Wie schoot eerst bij dodelijke ripdeal Utrecht?

De rechtbank in Utrecht gaat zich de komende weken buigen over de vraag wie nou als eerste de trekker heeft overgehaald bij de dodelijke ripdeal in Utrecht Overvecht op 15 juli 2012. De drie verdachten die betrokken waren bij de schietpartij beroepen zich allemaal op noodweer dan wel noodweerexces. Dat bleek uit de zitting die dinsdag verder ging met het pleidooi van de drie advocaten namens de verdachten. Tegen de hoofdverdachte eiste het OM vrijdag een celstraf van 14 jaar.

Door @Michael de Hoogh

Volgens Mr. Jan-Hein Kuijpers (foto rechts), de advocaat van de 32-jarige hoofdverdachte Ghoulam A., een abnormaal hoge strafeis van het Openbaar Ministerie (OM). ‘Ik heb het hele weekend last van hoofdpijn gehad door deze zaak’, zei Kuijpers dinsdag in de rechtbank in Utrecht, ‘een flinke celstraf voor dit ventje zonder strafblad.’ De bekende strafpleiter kon het nog steeds niet geloven.

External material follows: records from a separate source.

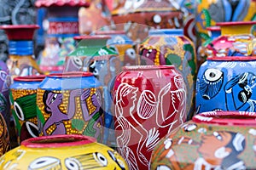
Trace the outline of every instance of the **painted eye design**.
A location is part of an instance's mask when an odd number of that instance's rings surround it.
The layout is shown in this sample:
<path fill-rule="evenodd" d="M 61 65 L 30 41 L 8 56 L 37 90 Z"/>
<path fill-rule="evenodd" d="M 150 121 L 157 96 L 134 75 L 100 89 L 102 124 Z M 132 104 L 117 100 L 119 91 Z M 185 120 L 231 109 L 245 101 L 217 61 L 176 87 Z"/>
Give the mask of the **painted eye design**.
<path fill-rule="evenodd" d="M 73 57 L 73 60 L 72 60 L 72 61 L 78 67 L 81 67 L 83 65 L 83 61 L 79 57 Z"/>
<path fill-rule="evenodd" d="M 65 166 L 68 170 L 80 169 L 80 162 L 75 158 L 67 158 L 65 160 Z"/>
<path fill-rule="evenodd" d="M 224 73 L 217 69 L 207 69 L 199 82 L 199 90 L 205 99 L 212 99 L 220 91 Z"/>
<path fill-rule="evenodd" d="M 20 120 L 20 121 L 24 121 L 24 113 L 22 111 L 22 109 L 21 107 L 20 106 L 20 105 L 15 101 L 14 102 L 14 107 L 15 107 L 15 113 L 18 116 L 18 118 Z"/>
<path fill-rule="evenodd" d="M 107 167 L 108 165 L 108 160 L 107 158 L 101 153 L 96 152 L 94 153 L 95 159 L 99 162 L 103 167 Z"/>
<path fill-rule="evenodd" d="M 28 169 L 61 169 L 61 161 L 55 157 L 39 157 L 34 160 L 28 167 Z"/>
<path fill-rule="evenodd" d="M 140 7 L 143 3 L 144 3 L 145 0 L 136 0 L 134 3 L 133 3 L 133 8 L 137 8 L 138 7 Z"/>
<path fill-rule="evenodd" d="M 52 97 L 50 103 L 54 102 L 57 99 L 58 94 L 55 94 L 54 96 Z"/>

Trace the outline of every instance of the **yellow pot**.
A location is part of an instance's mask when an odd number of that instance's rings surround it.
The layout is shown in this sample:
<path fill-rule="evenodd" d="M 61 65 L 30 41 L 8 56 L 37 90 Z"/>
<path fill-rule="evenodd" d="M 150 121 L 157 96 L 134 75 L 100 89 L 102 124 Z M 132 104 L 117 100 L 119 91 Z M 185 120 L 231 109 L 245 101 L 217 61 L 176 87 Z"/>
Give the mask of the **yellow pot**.
<path fill-rule="evenodd" d="M 0 158 L 0 169 L 128 169 L 113 149 L 82 135 L 53 135 L 22 141 Z"/>

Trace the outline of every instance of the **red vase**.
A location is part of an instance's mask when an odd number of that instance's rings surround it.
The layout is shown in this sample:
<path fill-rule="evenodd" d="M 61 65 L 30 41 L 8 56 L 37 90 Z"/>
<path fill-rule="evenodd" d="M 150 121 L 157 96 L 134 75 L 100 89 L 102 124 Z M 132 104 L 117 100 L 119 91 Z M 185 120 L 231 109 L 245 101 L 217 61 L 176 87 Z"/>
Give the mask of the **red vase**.
<path fill-rule="evenodd" d="M 113 94 L 117 149 L 130 169 L 147 169 L 152 150 L 186 118 L 184 80 L 173 65 L 125 66 Z"/>

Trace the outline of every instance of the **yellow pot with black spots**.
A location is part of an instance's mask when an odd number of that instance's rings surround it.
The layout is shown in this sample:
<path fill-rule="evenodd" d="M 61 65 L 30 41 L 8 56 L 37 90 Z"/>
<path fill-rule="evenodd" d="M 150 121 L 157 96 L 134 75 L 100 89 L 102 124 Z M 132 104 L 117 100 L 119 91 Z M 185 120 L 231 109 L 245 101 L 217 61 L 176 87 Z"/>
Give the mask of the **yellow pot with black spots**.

Waar gaat het over in deze zaak? Op 15 juli 2012 reizen drie Amsterdammers met de auto naar de Falklanddreef in Utrecht voor een drugsdeal met vier Marokkanen. De deal loopt in een flatwoning uit de hand als een van de Amsterdammers een wapen trekt en de vermoedelijke vijftien kilo hasj wil rippen. Eenmaal buiten de flat, ontstaat er een schietpartij waarbij een 20-jarige Amsterdammer wordt gedood. De schutter is de 32-jarige Ghoulam A. De twee mannen uit onze hoofdstad die de schietpartij overleven zijn Cayasso S. (22) en Elton R. (25). Deze twee worden onder meer verdacht van poging tot doodslag en het medeplegen van poging tot doodslag.

Noodweer(exces)

Deze drie mannen staan terecht voor onder meer de schietpartij. A. bekent dat hij heeft geschoten op de Amsterdammers, maar zegt dat te hebben gedaan uit nood. Hij werd naar eigen zeggen eerst beschoten door R. waarop hij niet anders kon dan terug schieten. Het bleek een dodelijk schot te zijn, want een 20-jarige man overleed ter plaatsen aan zijn verwondingen. ‘Mijn cliënt had niet de intentie om te schieten. Hij heeft niet voor niets eerst geroepen dat de Amsterdammers moesten gaan liggen’, zegt Kuijpers. De strafpleiter doelt daarmee op de situatie buiten de flat. Toen S. en R. de flat uitkwamen, stond A. buiten te wachten en riep met getrokken pistool: ‘Ga liggen, ga liggen.’

Culpa in causa

Volgens de officier van justitie is van noodweer(exces) in dit geval geen sprake, bij geen van de drie verdachten. De verdachten hadden vooraf kunnen weten in welke situatie ze terecht zouden komen. Ze waren immers van plan om de Marokkanen te rippen en zorgden ervoor dat ze twee wapens meenamen naar Utrecht. Het beroep op noodweer wordt dus weggeredeneerd door de zogenoemde culpa in causa. En A., die buiten stond te wachten, heeft volgens het OM als eerst geschoten, dus ook geen noodweer.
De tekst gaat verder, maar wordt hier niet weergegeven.